Isn’t it weird that we’re only intelligent if we can criticize people? That is such a strange thing to me. You’re only smart if you can make someone else look like a fucking idiot! (laughing) It doesn’t make any sense to me. It’s not my thing. You see weird power games, like when the Tony winner walks into the room. I mean, how many people have won a Tony because of politics and how many have won because of the quality of their work? It’s so much more complicated than that. How many people have never won a Tony who are fucking genius? Elizabeth Marvel has never won a Tony and I think she’s brilliant. Didi O’Connell has never won a Tony and I think they’re just as good as any of the actors in the last ten years who have won Tony awards. I think the actors who have won Tony awards are fucking genius, but we all need to feel powerful, in a way, and it’s dangerous in the theater. It’s dangerous anywhere, but exceptionally so, in the theater.

How many actors walk into an audition and there’s a guy sitting behind the table eating his fucking sandwich? How are you going to learn anything about that actor by sitting there stuffing your face and talking on the phone, and not even getting up, and shaking their hand, and treating them like a human being?
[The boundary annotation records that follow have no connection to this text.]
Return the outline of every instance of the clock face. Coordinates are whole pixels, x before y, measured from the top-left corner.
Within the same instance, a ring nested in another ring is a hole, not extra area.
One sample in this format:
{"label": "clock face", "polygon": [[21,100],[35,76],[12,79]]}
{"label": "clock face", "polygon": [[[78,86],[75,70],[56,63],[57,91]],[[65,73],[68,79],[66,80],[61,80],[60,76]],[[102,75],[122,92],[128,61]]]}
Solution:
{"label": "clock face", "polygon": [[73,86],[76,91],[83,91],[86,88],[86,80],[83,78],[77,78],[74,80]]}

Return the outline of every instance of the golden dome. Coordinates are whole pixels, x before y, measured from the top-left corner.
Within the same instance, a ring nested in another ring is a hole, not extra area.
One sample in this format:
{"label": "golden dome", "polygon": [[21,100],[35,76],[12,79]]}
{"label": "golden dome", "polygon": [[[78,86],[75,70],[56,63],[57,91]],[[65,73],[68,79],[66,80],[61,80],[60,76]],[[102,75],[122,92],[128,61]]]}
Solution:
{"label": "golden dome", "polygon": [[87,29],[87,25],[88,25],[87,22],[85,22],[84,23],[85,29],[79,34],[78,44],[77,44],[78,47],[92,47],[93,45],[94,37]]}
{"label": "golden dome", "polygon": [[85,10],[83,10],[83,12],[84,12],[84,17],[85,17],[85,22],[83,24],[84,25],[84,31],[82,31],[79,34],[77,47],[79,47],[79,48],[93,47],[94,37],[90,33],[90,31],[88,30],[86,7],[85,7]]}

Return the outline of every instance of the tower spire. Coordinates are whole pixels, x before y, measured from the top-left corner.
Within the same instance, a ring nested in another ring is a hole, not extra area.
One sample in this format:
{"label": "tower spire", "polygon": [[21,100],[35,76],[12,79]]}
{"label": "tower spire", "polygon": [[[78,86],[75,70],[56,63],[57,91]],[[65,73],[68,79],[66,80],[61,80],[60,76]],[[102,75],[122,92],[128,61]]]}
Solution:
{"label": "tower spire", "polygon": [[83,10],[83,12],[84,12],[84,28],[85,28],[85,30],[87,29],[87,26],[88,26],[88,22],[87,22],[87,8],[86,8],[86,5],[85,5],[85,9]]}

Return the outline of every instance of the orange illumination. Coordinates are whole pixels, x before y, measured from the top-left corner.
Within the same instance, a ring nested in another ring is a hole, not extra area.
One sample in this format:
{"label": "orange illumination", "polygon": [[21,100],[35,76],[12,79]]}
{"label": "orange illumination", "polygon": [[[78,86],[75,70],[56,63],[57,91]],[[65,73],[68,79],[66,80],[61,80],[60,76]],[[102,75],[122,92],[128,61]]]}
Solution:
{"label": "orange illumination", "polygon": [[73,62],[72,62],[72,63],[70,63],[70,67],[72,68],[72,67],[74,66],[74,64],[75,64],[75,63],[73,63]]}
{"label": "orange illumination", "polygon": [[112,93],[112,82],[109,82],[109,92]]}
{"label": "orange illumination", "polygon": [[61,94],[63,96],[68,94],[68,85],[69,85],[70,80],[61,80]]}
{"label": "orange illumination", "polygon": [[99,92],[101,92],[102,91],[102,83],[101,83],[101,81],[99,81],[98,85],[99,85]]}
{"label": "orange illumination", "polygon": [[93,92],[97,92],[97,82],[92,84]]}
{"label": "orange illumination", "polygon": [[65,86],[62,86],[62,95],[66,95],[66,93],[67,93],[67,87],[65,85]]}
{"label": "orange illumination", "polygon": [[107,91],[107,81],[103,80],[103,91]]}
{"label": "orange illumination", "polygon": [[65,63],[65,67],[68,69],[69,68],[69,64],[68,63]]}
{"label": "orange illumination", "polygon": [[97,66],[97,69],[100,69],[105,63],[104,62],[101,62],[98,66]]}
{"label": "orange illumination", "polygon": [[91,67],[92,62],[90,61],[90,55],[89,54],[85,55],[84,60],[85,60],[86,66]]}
How do you expect them to act like a human being if you don’t treat them like one? It just happens too much.

I think a lot of theater is being run like a corporation, and it’s not a corporation. I don’t blame the producers, or the artistic directors. I think we’re all culpable, and we should all take responsibility for it. At the same time, everyone wants to feed their family, so I think it needs to be attacked on both sides. I’m not one of those people who sit there and say, “Oh, the fucking artistic director ought to be doing more new plays”. I think every artistic director should have to try to be a playwright for a year, and a playwright should be an artistic director for a year because it’s so hard. It’s so insanely difficult on both ends. We all have to work together more to change the problem.

Didn’t Paula Vogel teach a class where she invited theater critics to come and try to write a play?

All critics should have to try to write a fucking play. Not to say their job is easy, either. We’re all in this together, but theater is going to out survive all of us. Theater is kind of like, “Ok bitches, come on, do your job”. (laughing) Theater is going to survive. It’s not like we’re going to help the theater survive. The theater’s been around a lot longer than any of us, but if we’re all going to do our jobs better, if we’re all going to make it a healthier community, then we’re all going to have to understand each other better, and work together more, and eliminate the negativity, and the power struggles, and the games, and that includes critics. That includes everybody. Sometimes, theater artists are the nastiest critics out there. They just do it insidiously over drinks at Joe Allen’s afterward. We all bitch about critics, but too many people constantly talk shit about each other. Sometimes, there’s also a lot of positive stuff. There seems to be a lot of extremity right now. There’s a lot of support. There’s a lot of negativity. We live in extreme times, and I think that lends itself to good theater, and we need to put it into theater and action.

I read somewhere that you said that when you go see a play, it usually makes you think about play-making or your work. It propels you to action, as opposed to just criticism.

You can either live your life bitching about being unhappy about not getting what you want, or you can try. You can make an attempt, and the attempt is the most important thing to me. And that doesn’t mean in the way that I envision it, but that we’re all an active part of society - especially as theater artists - and we’re not just worried about our careers, but we’re attempting to do something, and trying to always make it go back to the work. There’s only one King Lear, only one Long Day’s Journey Into Night, one Streetcar, and one Top Girls. There’s a small amount of ingenious plays out there, but everybody’s struggling to be the best they can be, and to me, it’s about the struggle being more important than whether we all get to write Angels In America. That’s a whole different story. But theater is about attempt. Attempt at action and trying to do something, and not about trying to knock everybody down.